De su descendencia, 105 niños, solo unos cuantos fueron calificados «racialmente aptos» para la germanización. En el campo de exterminio de Chelmno, a 82 los asesinaron en furgones de gas; un cruel telegrama los había acompañado en su trayecto: «Los niños solo traen lo que llevan puesto. No es deseable un cuidado especial».

Al término de la guerra, 143 mujeres regresaron, para encontrarse sin esposos ni hijos, y donde antes se erigía su pueblo, solo una extensa planicie. Los nazis, luego de robarse todo lo robable, destruyeron cada edificación hasta los cimientos, incluido el cementerio; mataron los animales, nivelaron el terreno y hasta cambiaron el curso del río; también mataron a los hombres que ese día se encontraban trabajando fuera. Solo 17 niños pudieron volver después de 1945; varios hablaban alemán y no recordaban nada, su adaptación resultó traumática.

Se calcula que unas 1 300 personas murieron como consecuencia de la masacre fascista para vengar a Heydrich, el «carnicero de Praga». Apenas 14 días después del crimen de Lídice, el mismo modus operandi fue repetido en el poblado de Ležáky; pero, en el primer caso, cada detalle había sido prolijamente filmado a modo de advertencia: esto es lo que haremos si se nos oponen, borrarlos de la faz de la Tierra.

Como respuesta al horror, alrededor del mundo se erigieron monumentos; comunidades y calles se rebautizaron Lídice; muchas madres escogieron ese nombre para sus hijas; un nuevo pueblo se levantó, cerca del devastado, y un extenso Memorial ocupa la zona que los nazis destinaran al olvido.

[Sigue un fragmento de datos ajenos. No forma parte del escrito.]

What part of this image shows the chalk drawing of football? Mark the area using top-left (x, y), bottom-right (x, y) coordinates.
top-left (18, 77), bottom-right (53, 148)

Y, sin embargo, Lídice se repite. Son las mismas las lógicas de exterminio, la creencia en la supremacía, la política de amenaza, la burda maldad, el fascismo; solo es otro el escenario, Gaza; y mayores, mucho mayores, las cifras.

Injusto sería decir que el mundo observa impávido, cada vez más personas denuncian al sionismo y sufren por toda esa niñez a la que la asfixia le cae del cielo; pero los mecanismos existentes demuestran ser ineficaces ante el genocidio de estos tiempos. La pregunta es: ¿hasta cuándo?